To me, Steve Jobs is a man who was inspiring, a man who had the courage to chase his dreams. Steve Jobs was a man who I would have wanted to share a lift with, a man I would be privileged to share a lift with.
The memory of Steve Jobs and how some people view him has got me thinking. What will be my footprint that I leave on the world? I have spoken in the past about my blogging footprint and the fears I have about The Daily Mail trawling my blog for quotes taken out of context. However, I am nobody special. I haven’t achieved anything extraordinary so goodness knows what I will be remembered for. All I know is that I would hate to be remembered as someone people didn’t want to get in a lift with. Let’s be honest there will be people who think that about me. Not because I am brash or arrogant but because I am socially awkward. I either become tongue-tied or I talk at people. I’m not sure what is preferable, the painful silence or the need to fill the silence with meaningless words.

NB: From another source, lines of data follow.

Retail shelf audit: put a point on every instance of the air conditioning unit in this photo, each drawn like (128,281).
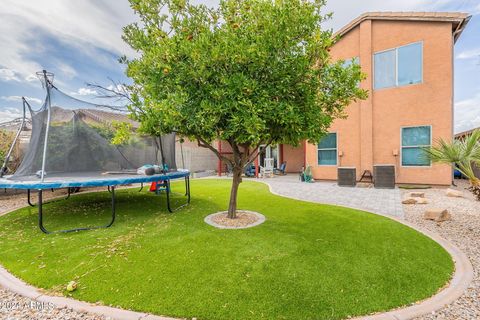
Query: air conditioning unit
(347,176)
(384,176)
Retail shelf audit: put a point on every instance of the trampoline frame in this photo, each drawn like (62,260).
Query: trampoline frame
(162,184)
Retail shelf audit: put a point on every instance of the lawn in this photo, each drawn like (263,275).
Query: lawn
(307,261)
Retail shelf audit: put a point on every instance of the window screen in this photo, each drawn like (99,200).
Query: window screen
(327,150)
(414,139)
(384,69)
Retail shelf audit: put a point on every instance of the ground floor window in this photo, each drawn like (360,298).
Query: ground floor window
(414,139)
(327,150)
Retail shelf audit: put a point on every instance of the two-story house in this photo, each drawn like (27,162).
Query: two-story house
(408,60)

I used to care a great deal about what people thought about me. Especially when I first moved to Jersey but then I figured that some people just won’t like you and you won’t like them and that’s fine. Or is it? What if it these people, the people who don’t know you are the ones who share their memories of you when you are gone. What if these anecdotes then become facts about your personality? What will be my legacy? This blog? This blog which reflects my life and thoughts. This blog which could be open to misinterpretation and misunderstanding. That worries me too. Would I still want this blog online? In some ways it is so personal that it is like leaving a box of personal letters and inviting the world to rifle through them.
If the internet and digital community can tell us that Steve Jobs was a man that we didn’t want to get in a lift with then what will it say about the rest of us. In some ways it is great that we have this digital community, that we connect with others in grief. In other ways is the digital community responsible for us seeing people as very one-dimensional? Forgetting the “real” person.
I’m not a billionaire and I haven’t changed the world. Many people argue that our legacy is our children. I disagree, a legacy is something that we want to leave for our children. Our legacy can impact on our children. All I do know is that how we act now can become our legacy and I hope that I not remembered for being someone that no one wanted to get in a lift with.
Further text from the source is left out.